Like @trwnh said, when a developer sees a non-embedded url
property, there's no way to know if it's a Link
reference or something else (an image, HTML page, etc.) without dereferencing it and determining the content type.
(Warning: potentially obscure linked data discussion follows...)
The Link | xsd:anyUri
range is ambiguous and contradictory. It can't be represented in the OWL ontology, for example, since it declares the property to be both an object property and a data property (union of the types).
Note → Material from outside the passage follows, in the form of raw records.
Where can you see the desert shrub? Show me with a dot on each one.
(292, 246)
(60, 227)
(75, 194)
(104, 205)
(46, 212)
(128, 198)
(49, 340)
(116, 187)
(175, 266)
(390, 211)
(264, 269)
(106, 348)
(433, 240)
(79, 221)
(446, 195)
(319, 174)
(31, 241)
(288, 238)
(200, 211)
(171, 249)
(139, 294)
It's difficult to make sense of it, but the Link
subset refers to either a Link
URI (which looks like an xsd:anyUri
value) or a blank node identifier (an embedded object with no identifier in the JSON-LD serialization). The xsd:anyUri
range subset refers to a data value with a URI syntax. In JSON-LD, "any URI" will have the same form as a Link
URI so there's an ambiguity.
So we have a problem here, in that the text is canonical, but the specification is not realisable in JSON-LD. Unfortunately, we do have examples in the text using both Link
and bare URLs. It's pretty clear that the intention is to use both, not just Link
.
We think that a bare URL will work here, but the implication is that it is the URL for a Link
object, which is rarely the case. The primer page on URLs as values gives some guidance, but it would be great to have a clearer path here. Definitely something to consider in the next version.
One thing that's important to recognize is that @trwnh is recommending that even when an URL looks like an URL for a binary representation, like an image, it should still return Activity Streams 2.0 Link
object when fetched with Accept: application/activity+json
(or other JSON types).
{
"@context": "https://www.w3.org/ns/activitystreams",
"type": "Link",
"id": "https://example.com/uploads/file123.png",
"href": "https://example.com/uploads/file123.png",
"mediaType": "image/png",
"name": "The numbers 1, 2, and 3"
}
I think this is a nice solution and would be good to add to the Primer page.